Next, in order to determine which inflammatory and clinical metabolic parameters independently correlated with high IL-2 transcripts in the AT; the parameters having significant association were included for multiple stepwise regression analysis. Multiple regression analysis indicated that HbA1c (β = 5.089; P = 0.010) and TLR10 (β = 0.102; P = 0.030) were independently associated with IL-2 > 6.7-fold change cluster of individuals (Table 7).
The thematic illustration supporting the afore-mentioned data is shown in Fig. 6.
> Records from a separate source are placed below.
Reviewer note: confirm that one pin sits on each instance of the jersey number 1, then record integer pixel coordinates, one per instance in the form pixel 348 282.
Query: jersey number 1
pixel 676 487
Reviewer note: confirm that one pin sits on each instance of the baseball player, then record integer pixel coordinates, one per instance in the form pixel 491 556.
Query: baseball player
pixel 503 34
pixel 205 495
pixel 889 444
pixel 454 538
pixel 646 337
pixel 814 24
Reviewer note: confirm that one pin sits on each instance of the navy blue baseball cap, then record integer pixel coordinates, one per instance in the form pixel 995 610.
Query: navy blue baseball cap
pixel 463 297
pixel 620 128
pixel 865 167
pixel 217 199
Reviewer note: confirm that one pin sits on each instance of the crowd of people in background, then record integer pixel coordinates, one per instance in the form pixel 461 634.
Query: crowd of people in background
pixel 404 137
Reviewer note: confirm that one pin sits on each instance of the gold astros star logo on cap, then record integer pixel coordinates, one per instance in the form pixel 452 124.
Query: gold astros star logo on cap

Increased adipose IL-2 expression corresponds with metabolic inflammation. The illustration displays a proposed model of metabolic inflammation, in support of the data presented, wherein the increase in obesity parallels with IL-2 adipose upregulation (positive relations with BMI and insulin resistance signatures; HbA1c and FBG). These alterations in the IL-2 expression are in agreement with various markers of adipose inflammation including inflammatory cytokines/chemokines, TLRs and TLR-associated signaling molecule IRF5, inflammatory macrophage marker (CD11c), as well as systemic immune-metabolic marker i.e., a positive association with circulatory CRP levels. Taken together, these changes support the IL-2 upregulation may be a marker for adipose tissue inflammation in obesity.
Discussion
Obesity-associated perturbations in inflammatory cytokines and chemokines are known to induce insulin resistance and lead to the development of T2D and its associated complications28,29,30,31,32. IL-2 is a proinflammatory cytokine, predominantly expressed by T-helper type 1 lymphocyte subset and it plays a key role in several inflammatory disorders such as multiple atherosclerosis33 and osteosclerotic myeloma34. In this study, we show that IL-2 gene and protein expression were significantly increased in the AT biopsies of obese individuals compared to their lean counterparts and these changes correlated with BM. In obesity, IL-2 is produced from the activated T lymphocytes that infiltrate the AT15, which may explain the observed IL-2 transcripts elevations in obese AT samples .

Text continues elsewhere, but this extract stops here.